Each week, Bowdoin Chief Information Officer Mitch Davis offers a look at news and trends in technology, gadgets, inventions, or just something worth checking out. It’s called “One Cool Thing.”
The best new gadget has to be the iPad. Google, Microsoft, HTC, and HP are all trying to come out with something like the iPad before Apple owns the market. Apple will be wildly successful with this new device because of all the iPhone apps that port right over. I can’t figure out who the typical iPad buyer is from the people I know buying them. From 3 yr. olds, to grandmothers, to programmers, the iPad seems to have a very wide market.
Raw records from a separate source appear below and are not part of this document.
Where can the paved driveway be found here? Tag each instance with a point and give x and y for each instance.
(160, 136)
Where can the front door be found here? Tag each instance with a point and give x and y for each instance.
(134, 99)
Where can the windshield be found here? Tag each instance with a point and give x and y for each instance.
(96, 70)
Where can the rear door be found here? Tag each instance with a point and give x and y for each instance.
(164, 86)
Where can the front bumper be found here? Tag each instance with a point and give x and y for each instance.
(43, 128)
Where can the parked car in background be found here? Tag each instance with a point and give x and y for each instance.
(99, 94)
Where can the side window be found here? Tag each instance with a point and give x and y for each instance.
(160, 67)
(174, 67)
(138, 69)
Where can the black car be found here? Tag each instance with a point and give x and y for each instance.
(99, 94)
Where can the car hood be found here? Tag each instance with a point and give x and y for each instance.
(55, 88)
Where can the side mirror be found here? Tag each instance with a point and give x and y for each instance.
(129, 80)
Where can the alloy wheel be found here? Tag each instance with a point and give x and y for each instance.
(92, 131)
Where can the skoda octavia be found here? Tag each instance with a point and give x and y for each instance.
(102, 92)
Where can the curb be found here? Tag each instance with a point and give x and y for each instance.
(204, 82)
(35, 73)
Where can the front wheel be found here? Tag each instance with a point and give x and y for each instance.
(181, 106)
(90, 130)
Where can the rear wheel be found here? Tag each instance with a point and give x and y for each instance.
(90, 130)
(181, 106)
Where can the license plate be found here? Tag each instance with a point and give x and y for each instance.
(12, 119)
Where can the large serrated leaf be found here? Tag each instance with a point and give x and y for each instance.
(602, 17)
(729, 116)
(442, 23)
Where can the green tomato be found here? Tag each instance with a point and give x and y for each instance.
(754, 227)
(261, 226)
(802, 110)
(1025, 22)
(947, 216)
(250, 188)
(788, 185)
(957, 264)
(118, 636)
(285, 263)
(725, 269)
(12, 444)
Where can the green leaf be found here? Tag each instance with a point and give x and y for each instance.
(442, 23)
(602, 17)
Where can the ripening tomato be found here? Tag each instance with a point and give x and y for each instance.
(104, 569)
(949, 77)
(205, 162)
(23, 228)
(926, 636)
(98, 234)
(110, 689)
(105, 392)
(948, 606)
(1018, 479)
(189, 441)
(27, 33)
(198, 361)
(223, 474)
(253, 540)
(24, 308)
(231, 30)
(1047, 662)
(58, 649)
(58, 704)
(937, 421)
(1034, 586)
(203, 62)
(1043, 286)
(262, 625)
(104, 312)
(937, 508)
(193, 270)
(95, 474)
Eric Chown a professor in Computer Science is using the iPad and iTouch to teach programming this semester. Ben Johnson, a Bowdoin student has already started his own company to build iPhone applications. He built the Bowdoin Dining App after winning a Gibbons grant to work over the summer on the project. Meanwhile, Bowdoin IT’s Jason Pelletier offers a review of the iPad from a user’s perspective…
Apple may have created a juggernaut with an iPad/iPhone “one, two punch” that will be difficult for other companies to match any time soon. The battle brewing between Microsoft, Google, Adobe, and Apple will be fun to watch. Palm is the first casualty. Who’s next?

Another iPad casualty.
Microsoft has cancelled Courier, the folding, two-screen prototype tablet that was first uncovered by Gizmodo.
I think Palm just got bought by HP. Curious to see what kind of product they produce to try to compete.
HP Slate is now dead. The iPad challengers are being dropped faster than a hot potato.
HP terminated the HP Slate project. Since Steve Ballmer unveiled the HP Slate prototype at CES–an attempt to steal the thunder from the impending announcement of the Apple iPad–the Slate has been the poster child and champion for everything the iPad isn’t.
An early review of an HP Slate prototype revealed what many already suspected–the Slate is more like a slow, handicapped PC forced into a flat-panel form factor than a tablet device. Essentially, it is in fact a touchscreen netbook without a keyboard.
Palm is dead.
This will only delay it for awhile.
HP will try to resuscitate a product that is already technically lagging behind its peers.